With Jolly's par, he could breathe again with the three-shot lead.

Or could he? On the par-five 17th, Niebrugge's approach drilled the pin, then caromed 90 degrees left, coming to rest against the apron-rough cut. Had he landed it, the double-eagle would have gained him a tie for the lead.

But he sculled his chip, landing it about 10 feet off the green, and two-putted for par. Jolly did the same, and – despite bogeying the par-four 18th – finished as the newest Northeast Amateur champion.

“I hit a pitching wedge on the 16th; I was caught between clubs and I just pulled it,” Niebrugge offered. “It shot off a little lower than I had anticipated and bounced over. That's probably what cost me … You really can't think it's over because there was the par-five left.

“I hit a six-iron from 210, and it hit the stick on the fly,” he added of No. 17. “I thought I hit a perfect shot, but maybe it was too firm. On the chip, the rough was too different (in height) to blade it. I tried to chunk it up there, and it rolled off … I felt like I played a lot better than I scored. The three-putts on the eighth and ninth didn't help, either.

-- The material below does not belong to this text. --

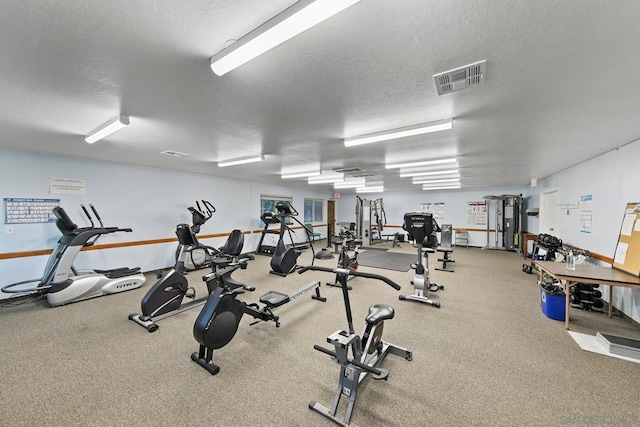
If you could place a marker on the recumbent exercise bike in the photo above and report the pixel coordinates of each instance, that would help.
(220, 317)
(61, 282)
(164, 298)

“The drives here are manageable, except for the par-threes. I think the greens are the course's best defense. It doesn't matter how long the course is (6,732 yards); it's just tough to get it to the pins because of how firm they were. Both the approaches and the putts are hard.

“Still, if anybody had told me (beforehand) I'd finish second, I would've said, 'Hey, pretty good.' I took a couple of weeks off, and I was eager to get it going again. I'll take second, with so many of the top amateurs here. I guess I got (my summer) off to a pretty good start.”

As for Jolly, his name fit his mood, and why not? He led the Northeast start to finish.

After collecting several laurels this spring at LSU (including All-Southeast Conference first team, not to mention PING and Golfweek All-American third team selections and the Golfweek Conference Challenge co-championship), Jolly was looking ahead.

“My biggest previous wins were two tournaments in college and one this past fall; I also won the Future Masters as a junior golfer,” he mentioned. “But this is bigger. I played pretty well here.”

He now hopes to do the same in Surrey in less than a week.


CHIP SHOTS: Easily the most hilarious story from the Northeast's final round came during Saturday's morning rounds. Clancy Waugh, who hails from North Palm Beach, Fla. and attends Wake Forest, tried to drive the green on the dogleg-right, par-four No. 16, but he couldn't find his ball.

He didn't think it fell into the right-side lake protecting the green, but instead believed it landed on an island not far from it. According to tourney officials, he took off his shirt and pants, and swam – in his boxers and with a club in hand – to the isle.

He couldn't find it, so stroked back to shore, and ultimately triple-bogeyed the hole.

“I swam out there to take a look,” he told a Northeast Tournament Committee member. “It was very deep, and all a little weird.”

The good news for Clancy: He finished his final round at even-par 69 and finished in a tie for 23rd with a nine-over total of 185.

Four players were knotted in third place, including Chelso Barrett of Surry, N.H.; Seth Reeves of Duluth, Ga.; Scott Scheffler of Dallas, Tex. (the reigning national high school champion bound for the University of Texas later this summer); and Lee McCoy of Clarkesville, Ga. All shot 279 … Three others finished at 280 … Barrett had been three-under before sustaining a double-bogey seven and bogey-five on the final two holes on Sunday … Joe Parkinson of Alpine, Ut. managed the best final round with a three-under 66, while four others fired 67. Parkinson tied for 12th at 282.